NFTs are digital assets known as non-fungible tokens. The “non-fungible” aspect of the tokens means it cannot be exchanged for an asset of the same kind. This means you can’t use an NFT to purchase another NFT, instead, you can exchange it for some form of money. That form of money includes the currency we usually use like the Canadian dollar, but also cryptocurrency like bitcoin. An example of a “fungible” token would be conventional money, or the money we usually use here in Canada; the dollar. It is a “fungible” token because we can exchange that asset for the same type. An example of this would be exchanging one loonie for four quarters; both are of equal value and both are the same asset, that asset being money.
How do NFTs work?
Before I can explain how NFTs work there are some key terms to define.
Blockchain: A blockchain is a specific type of database.
Database: A database is a collection of information that is stored electronically
Ledger: A ledger is collection of financial accounts of a particular type.
With those definitions in mind, NFTs work through a blockchain.
A blockchain is a record-keeping technology typically used as a ledger for transactions. In the case of NFTs, it is how one can prove ownership without a physical contract because the information stored cannot be reversed or changed. Blockchains store information in “blocks” chained to one another in chronological order. When new data enters the database, it fills up a “block” that is then “chained” to another “block” as the “chain” continues to grow.

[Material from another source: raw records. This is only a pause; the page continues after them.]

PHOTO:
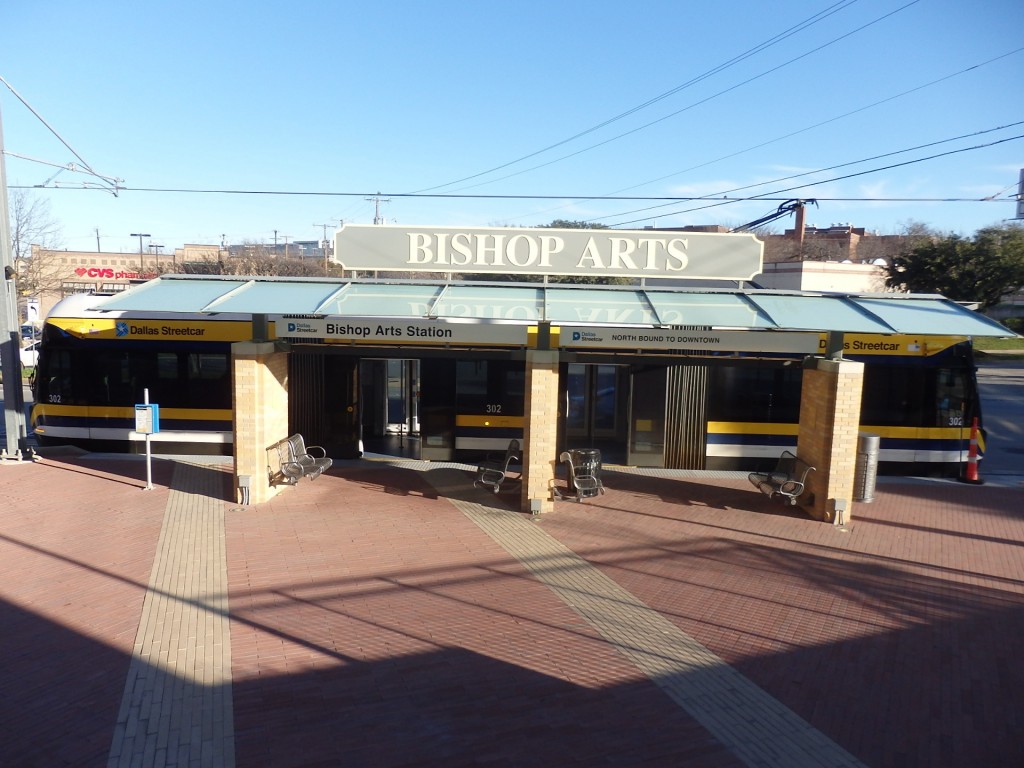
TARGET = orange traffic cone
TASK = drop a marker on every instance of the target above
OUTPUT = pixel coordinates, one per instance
(971, 471)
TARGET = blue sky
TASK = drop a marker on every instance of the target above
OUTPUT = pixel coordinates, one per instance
(515, 112)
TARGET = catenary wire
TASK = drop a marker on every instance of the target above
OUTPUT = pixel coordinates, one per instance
(678, 112)
(820, 15)
(835, 178)
(845, 165)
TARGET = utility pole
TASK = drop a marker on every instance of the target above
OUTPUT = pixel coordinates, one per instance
(141, 263)
(324, 243)
(10, 337)
(377, 199)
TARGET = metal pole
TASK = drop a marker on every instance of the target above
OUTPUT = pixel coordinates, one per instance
(148, 452)
(141, 264)
(10, 337)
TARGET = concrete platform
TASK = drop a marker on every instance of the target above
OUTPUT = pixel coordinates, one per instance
(390, 614)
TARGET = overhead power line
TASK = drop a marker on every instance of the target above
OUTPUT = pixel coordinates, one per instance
(716, 199)
(820, 15)
(666, 117)
(111, 183)
(852, 163)
(723, 201)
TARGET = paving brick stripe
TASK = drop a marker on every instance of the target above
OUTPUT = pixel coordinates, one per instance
(176, 709)
(755, 726)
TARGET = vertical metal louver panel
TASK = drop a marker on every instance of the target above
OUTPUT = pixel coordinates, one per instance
(686, 419)
(306, 398)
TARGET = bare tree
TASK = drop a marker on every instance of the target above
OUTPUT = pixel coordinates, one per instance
(31, 223)
(34, 236)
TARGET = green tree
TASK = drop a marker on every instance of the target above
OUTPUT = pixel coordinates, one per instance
(983, 268)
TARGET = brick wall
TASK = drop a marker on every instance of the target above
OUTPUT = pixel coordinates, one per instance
(541, 436)
(260, 407)
(829, 424)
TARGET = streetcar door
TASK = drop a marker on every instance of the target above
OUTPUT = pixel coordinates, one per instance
(593, 402)
(324, 401)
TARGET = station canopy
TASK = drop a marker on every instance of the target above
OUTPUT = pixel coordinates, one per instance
(528, 303)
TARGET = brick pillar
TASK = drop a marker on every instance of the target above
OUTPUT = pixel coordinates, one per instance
(829, 424)
(541, 432)
(259, 402)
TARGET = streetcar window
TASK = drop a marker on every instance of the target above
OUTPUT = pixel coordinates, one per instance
(755, 393)
(950, 398)
(209, 381)
(895, 395)
(57, 385)
(167, 366)
(209, 367)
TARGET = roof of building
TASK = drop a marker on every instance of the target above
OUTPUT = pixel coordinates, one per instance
(649, 305)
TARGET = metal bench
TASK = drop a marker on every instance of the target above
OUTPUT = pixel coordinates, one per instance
(296, 461)
(584, 477)
(786, 481)
(492, 472)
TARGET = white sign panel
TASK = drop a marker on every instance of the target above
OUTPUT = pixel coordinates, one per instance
(401, 331)
(657, 338)
(590, 253)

What can you do with NFTs?
Now that you hopefully understand what they are and how they work, NFTs can be used differently depending on the specific digital asset.
Currently, the trendy investment that has brought NFTs to the forefront is digital art and collectibles/memorabilia.
Usually reserved for physical spaces, collectibles/memorabilia can range from niche vintage t-shirts to Yu-Gi-Oh cards. The main difference with these types of collectibles/memorabilia is that they exist solely in the digital space.
With NFTs, the art world has opened doors for the rise of exclusively digital art with more and more established auction houses moving into the digital space.
A common question asked about artwork sold as NFTs is how do you own something online that can be easily copied or shared?
The best way to answer that question is through an example involving the worldfamous painting, the Mona Lisa. Although plenty of copies of the painting exist, there is only one authenticate original that resides in the Louvre Museum. With NFTs, the blockchain acts as the authenticator to prove you own the original copy even though plenty exist that can be viewed or shared online.
How do you get NFTs?
To better understand how to get NFTs, there are a few key terms to define.
Cryptocurrency : Cryptocurrency is a form of payment that can be exchanged online for goods and services. It also uses a blockchain as a ledger similar to NFTs.
Ethereum : Community-run technology powering the cryptocurrency, ether (ETH).
ETH : A form of cryptocurrency.
To begin buying NFTs you need to first convert your conventional money—like the dollar—into cryptocurrency. There are a many different types of cryptocurrencies out there but the one used for NFTs predominately is ETH. You can purchase ETH through Ethereum. To put it simply, you convert your money into ETH—a cryptocurrency—and use the ETH to purchase NFTs on different marketplaces. Currently there are several marketplaces that sell NFTs such as Mintable.app, Opensea, SuperRare, and Rarible.
What do NFTs means for the future?
With the connection between the digital and the physical world becoming increasingly intertwined, the creation of NFTs is a natural byproduct to creating online content. It will be the future to ownership in a digital space where everything can be copied or shared. Although still new to the music world, NFTs create the opportunity to place control back into the artist’s hand.
The Grammy award winning band Kings of Leon recently sold their album as three separate NFTs; one special album package, one for offers for live show perks like front row seating for life, and lastly as exclusive audiovisual art.
The hope for music sold as NFTs is that it will add to the experience of music as an artform while expanding its evaluation in a digital world.